Batteries using the energy of radioisotope decay to provide long-lived power (10–20 years) are being developed internationally. Conversion techniques can be grouped into two types: thermal and non-thermal. The thermal converters (whose output power is a function of a temperature differential) include thermoelectric and thermionic generators. The non-thermal converters (whose output power is not a function of a temperature difference) extract a fraction of the incident energy as it is being degraded into heat rather than using thermal energy to run electrons in a cycle. Atomic batteries usually have an efficiency of 0.1–5%. High efficiency betavoltaics have 6–8%.
A thermionic converter consists of a hot electrode which thermionically emits electrons over a space charge barrier to a cooler electrode, producing a useful power output. Caesium vapor is used to optimize the electrode work functions and provide an ion supply (by surface ionization) to neutralize the electron space charge.
A radioisotope thermoelectric generator uses thermocouples. Each thermocouple is formed from two wires of different metals (or other materials). A temperature gradient along the length of each wire produces a voltage gradient from one end of the wire to the other; but the different materials produce different voltages per degree of temperature difference.
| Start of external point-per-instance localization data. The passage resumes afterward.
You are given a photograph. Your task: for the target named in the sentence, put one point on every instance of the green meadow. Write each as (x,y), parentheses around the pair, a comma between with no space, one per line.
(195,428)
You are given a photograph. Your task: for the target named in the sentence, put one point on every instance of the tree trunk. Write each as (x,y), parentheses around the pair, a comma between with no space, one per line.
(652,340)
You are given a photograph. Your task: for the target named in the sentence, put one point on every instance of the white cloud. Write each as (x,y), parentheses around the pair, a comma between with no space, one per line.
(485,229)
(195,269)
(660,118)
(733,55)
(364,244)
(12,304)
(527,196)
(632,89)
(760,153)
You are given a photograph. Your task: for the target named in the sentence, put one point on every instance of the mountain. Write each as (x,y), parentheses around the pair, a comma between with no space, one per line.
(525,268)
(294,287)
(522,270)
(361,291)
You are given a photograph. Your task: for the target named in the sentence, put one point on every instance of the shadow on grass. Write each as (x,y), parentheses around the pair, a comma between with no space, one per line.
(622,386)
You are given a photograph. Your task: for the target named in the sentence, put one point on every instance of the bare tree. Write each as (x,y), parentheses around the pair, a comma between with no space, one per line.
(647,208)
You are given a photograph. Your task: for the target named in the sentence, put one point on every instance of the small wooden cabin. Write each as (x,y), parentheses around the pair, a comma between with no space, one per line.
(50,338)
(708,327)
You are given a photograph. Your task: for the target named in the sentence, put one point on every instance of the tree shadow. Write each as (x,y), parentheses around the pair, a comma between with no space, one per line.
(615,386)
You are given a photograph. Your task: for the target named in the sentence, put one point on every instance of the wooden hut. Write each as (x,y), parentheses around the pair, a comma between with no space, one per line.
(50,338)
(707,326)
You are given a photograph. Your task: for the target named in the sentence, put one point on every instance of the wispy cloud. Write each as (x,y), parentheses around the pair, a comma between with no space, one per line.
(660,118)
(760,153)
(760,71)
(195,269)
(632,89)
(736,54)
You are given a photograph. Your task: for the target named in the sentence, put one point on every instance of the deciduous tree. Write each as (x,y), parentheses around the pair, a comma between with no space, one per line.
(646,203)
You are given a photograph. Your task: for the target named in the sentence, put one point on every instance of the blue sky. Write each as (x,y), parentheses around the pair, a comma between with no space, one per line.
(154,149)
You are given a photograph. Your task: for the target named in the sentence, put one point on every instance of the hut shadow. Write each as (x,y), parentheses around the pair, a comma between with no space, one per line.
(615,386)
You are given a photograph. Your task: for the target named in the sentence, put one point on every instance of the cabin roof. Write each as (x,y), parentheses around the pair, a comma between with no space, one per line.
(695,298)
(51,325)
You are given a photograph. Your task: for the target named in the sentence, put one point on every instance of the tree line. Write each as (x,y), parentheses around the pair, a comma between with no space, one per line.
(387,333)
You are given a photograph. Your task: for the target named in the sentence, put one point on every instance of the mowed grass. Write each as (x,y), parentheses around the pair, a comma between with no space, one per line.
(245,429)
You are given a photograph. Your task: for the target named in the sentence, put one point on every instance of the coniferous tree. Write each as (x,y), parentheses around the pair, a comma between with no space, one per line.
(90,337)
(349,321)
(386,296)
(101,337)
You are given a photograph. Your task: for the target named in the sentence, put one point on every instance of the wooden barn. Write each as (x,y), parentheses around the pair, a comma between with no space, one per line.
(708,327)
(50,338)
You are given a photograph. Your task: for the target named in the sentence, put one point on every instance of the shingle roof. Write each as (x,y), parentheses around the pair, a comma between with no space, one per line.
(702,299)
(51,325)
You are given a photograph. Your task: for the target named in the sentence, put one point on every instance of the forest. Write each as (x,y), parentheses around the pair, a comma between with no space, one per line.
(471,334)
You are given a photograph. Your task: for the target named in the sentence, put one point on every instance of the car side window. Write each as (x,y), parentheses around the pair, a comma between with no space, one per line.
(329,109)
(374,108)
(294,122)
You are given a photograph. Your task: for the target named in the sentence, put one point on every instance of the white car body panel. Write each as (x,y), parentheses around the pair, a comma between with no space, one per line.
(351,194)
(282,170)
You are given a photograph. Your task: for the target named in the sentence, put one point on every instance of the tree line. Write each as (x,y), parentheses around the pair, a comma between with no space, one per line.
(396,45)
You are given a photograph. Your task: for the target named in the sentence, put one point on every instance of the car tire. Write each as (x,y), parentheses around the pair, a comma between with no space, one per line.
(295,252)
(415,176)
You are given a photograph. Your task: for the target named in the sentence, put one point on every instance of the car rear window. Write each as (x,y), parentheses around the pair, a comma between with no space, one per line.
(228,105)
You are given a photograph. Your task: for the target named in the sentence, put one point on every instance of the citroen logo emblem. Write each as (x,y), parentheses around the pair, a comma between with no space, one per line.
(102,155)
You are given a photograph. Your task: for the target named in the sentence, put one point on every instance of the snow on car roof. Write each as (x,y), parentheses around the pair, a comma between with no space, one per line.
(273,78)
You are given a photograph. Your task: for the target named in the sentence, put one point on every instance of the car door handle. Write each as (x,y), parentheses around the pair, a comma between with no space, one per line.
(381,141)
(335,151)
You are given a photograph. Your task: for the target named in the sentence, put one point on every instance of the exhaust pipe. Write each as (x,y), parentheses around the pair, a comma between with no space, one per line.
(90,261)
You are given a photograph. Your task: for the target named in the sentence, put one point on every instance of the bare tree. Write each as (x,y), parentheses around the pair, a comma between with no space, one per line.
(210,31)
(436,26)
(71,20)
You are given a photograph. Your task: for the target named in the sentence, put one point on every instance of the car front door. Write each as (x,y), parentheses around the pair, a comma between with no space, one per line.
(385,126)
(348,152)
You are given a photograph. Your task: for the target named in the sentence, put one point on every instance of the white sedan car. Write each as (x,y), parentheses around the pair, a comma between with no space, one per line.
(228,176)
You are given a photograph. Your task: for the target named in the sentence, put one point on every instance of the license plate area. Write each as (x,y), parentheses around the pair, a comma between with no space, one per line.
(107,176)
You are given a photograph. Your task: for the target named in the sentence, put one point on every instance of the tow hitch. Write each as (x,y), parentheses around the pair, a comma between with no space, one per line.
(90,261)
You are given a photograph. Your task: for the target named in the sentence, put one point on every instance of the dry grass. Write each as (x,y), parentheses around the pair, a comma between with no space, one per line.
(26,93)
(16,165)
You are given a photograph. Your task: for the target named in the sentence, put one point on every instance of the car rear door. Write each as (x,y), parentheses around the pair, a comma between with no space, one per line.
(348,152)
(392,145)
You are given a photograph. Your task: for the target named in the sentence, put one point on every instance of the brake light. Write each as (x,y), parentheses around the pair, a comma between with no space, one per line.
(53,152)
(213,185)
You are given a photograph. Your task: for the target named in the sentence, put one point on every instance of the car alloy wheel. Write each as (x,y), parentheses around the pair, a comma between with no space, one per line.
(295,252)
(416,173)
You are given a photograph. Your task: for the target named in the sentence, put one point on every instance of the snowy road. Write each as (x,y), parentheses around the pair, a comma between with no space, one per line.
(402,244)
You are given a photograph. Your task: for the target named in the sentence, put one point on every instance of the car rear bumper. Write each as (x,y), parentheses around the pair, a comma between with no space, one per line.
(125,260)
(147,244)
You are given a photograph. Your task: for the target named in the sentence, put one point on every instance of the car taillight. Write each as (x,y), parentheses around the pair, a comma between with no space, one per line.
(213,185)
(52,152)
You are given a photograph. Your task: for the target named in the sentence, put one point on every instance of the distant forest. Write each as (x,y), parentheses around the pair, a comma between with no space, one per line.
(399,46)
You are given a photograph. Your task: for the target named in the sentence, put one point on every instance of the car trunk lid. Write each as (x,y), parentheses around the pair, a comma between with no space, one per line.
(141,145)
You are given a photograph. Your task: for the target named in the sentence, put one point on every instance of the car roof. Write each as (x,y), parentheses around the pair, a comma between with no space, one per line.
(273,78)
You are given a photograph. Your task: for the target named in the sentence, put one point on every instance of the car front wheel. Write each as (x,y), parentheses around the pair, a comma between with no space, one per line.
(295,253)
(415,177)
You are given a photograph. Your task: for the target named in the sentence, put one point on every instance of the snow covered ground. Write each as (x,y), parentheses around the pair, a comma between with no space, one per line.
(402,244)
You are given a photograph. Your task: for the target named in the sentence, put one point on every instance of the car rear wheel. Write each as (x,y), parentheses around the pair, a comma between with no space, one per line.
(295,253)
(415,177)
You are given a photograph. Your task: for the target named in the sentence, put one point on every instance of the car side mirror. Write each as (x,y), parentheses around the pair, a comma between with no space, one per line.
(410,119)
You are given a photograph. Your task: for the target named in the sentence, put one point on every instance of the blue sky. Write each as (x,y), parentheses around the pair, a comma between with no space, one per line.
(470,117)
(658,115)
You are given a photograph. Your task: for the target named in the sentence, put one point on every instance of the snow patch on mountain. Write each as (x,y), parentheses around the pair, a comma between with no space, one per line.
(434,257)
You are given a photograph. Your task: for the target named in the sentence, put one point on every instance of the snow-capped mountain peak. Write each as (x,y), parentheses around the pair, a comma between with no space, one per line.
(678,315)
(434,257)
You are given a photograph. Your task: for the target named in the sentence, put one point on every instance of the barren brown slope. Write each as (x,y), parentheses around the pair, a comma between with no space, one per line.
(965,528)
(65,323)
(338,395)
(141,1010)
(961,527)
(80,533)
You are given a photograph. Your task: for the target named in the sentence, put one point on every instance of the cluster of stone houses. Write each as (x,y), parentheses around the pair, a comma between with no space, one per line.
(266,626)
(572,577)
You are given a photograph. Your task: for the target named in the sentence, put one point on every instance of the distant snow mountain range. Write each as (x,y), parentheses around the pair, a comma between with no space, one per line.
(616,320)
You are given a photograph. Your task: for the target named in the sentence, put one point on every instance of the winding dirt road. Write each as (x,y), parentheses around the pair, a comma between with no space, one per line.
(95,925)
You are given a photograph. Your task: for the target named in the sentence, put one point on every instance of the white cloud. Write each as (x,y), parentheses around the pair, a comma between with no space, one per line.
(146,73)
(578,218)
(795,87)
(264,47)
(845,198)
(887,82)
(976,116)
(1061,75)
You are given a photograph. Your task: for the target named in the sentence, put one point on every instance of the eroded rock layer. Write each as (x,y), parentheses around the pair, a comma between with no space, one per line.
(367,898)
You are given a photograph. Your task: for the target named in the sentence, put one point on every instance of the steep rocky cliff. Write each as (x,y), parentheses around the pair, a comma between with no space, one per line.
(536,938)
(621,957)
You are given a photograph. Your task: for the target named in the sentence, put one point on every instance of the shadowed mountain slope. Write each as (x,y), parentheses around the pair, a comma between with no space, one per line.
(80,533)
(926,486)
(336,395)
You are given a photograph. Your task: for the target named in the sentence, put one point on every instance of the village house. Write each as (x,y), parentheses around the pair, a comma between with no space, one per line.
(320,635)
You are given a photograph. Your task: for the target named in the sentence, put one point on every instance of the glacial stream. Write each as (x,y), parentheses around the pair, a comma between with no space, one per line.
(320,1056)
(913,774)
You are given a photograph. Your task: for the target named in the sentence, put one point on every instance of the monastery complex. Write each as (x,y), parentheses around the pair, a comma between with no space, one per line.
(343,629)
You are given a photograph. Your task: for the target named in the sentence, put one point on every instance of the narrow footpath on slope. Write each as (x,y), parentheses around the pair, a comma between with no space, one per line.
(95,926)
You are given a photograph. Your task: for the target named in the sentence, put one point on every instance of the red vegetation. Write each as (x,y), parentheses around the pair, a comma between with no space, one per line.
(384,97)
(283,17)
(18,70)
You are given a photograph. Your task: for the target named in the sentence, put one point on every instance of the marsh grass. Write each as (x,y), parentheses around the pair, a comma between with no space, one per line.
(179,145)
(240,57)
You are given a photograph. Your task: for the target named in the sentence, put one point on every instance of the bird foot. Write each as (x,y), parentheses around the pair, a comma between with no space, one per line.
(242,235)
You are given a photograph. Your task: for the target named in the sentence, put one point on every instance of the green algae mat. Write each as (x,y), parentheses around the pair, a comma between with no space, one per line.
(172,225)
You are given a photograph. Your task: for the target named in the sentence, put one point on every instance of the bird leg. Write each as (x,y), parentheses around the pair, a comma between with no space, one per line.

By connecting the wires at one end, heating that end but cooling the other end, a usable, but small (millivolts), voltage is generated between the unconnected wire ends. In practice, many are connected in series to generate a larger voltage from the same heat source, as heat flows from the hot ends to the cold ends. Metal thermocouples have low thermal-to-electrical efficiency. However, the carrier density and charge can be adjusted in semiconductor materials such as bismuth telluride and silicon germanium to achieve much higher conversion efficiencies.
Thermophotovoltaic cells work by the same principles as a photovoltaic cell, except that they convert infrared light (rather than visible light) emitted by a hot surface, into electricity. Thermophotovoltaic cells have an efficiency slightly higher than thermoelectric couples and can be overlaid on thermoelectric couples, potentially doubling efficiency. The University of Houston TPV Radioisotope Power Conversion Technology development effort is aiming at combining thermophotovoltaic cells concurrently with thermocouples to provide a 3- to 4-fold improvement in system efficiency over current thermoelectric radioisotope generators.